The lion's share of the total latency (with FTDI or Uno) is due to the USB-serial chip waiting for more bytes to arrive before it finally times out and sends a less-than-full packet.
It appears the FTDI chip and Uno's 8u2 work similarly, but the default is 16 ms vs 4 ms. It also looks like both simply send a packet every time interval instead of implementing an actual timeout. But I didn't throughly explore that on either. On Uno, where the source code is available, it's pretty clear that's how it works.
Teensy also implements a timeout (3 ms), which is a true timeout (is reset back to zero if you write more data rather than always flushing data on a fixed interval), but since the USB is on chip, you can manually flush the buffer the instant you know all of your response has been written. Sending the partial packet on command is the best you can do to achieve minimal latency (well, writing directly into the USB packate buffer as fast as your code can run, instead of 115200 baud, also helps...)
In theory, you could send the packet on command on Uno's 8u2 by connecting an extra wire between the '328 and 8u2 chip. You'd modify the 8u2 code to sense a change on that pin, and of course immediately send any partial packet, just like Serial.send_now() does on Teensy.

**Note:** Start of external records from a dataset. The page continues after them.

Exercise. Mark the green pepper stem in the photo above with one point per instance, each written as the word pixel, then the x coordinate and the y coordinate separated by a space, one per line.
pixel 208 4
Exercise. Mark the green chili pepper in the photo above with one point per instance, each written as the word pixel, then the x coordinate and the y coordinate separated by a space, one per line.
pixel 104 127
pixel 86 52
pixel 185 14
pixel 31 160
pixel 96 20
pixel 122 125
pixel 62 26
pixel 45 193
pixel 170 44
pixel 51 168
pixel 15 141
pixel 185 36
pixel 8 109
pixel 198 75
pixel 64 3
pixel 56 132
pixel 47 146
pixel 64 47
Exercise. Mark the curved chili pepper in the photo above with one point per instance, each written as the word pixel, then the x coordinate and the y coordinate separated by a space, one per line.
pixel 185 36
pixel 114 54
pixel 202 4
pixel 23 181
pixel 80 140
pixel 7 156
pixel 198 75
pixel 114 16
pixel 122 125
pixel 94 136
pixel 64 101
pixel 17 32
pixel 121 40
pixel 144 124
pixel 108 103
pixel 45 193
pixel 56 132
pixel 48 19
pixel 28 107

Or perhaps instead of connecting an extra wire, the 8u2 code could be modified to detect a specific "end of message" pattern in the data, or some other protocol-specific message framing, and send the packet as soon as possible.
I believe that is what was meant by the announcement on Uno, that because the 8u2 chip is programmable and the code is open source (it was published several days after release), you can modify Uno to work in ways that are simply impossible with FTDI (but already implemented on Teensy and easy to use from your sketch).
The tests with Teensy show what is probably the "best case" you could hope to achieve by completely eliminating this timeout. Maybe I'll investigate why it's still 1 ms (Teensy is definitely a lot faster than 1 ms), though I'm pretty sure it's a Mac USB host controller driver issue, where a new transfer can't happen until the next USB frame, even if the last one took far less than 1 ms.
I know this is a shameless plug... but if you need low latency, why not just try using Teensy? Not only is the latency 4 times less, but the cost is about half as much. You'd probably need to tweak pin numbers or other minor details, but I already ran your code in ping mode! (ok, end shameless plug)
Then again, it might be interesting to play with the 8u2 code.......
Or maybe someone knows a way to change the FTDI timeout on Mac OS-X ??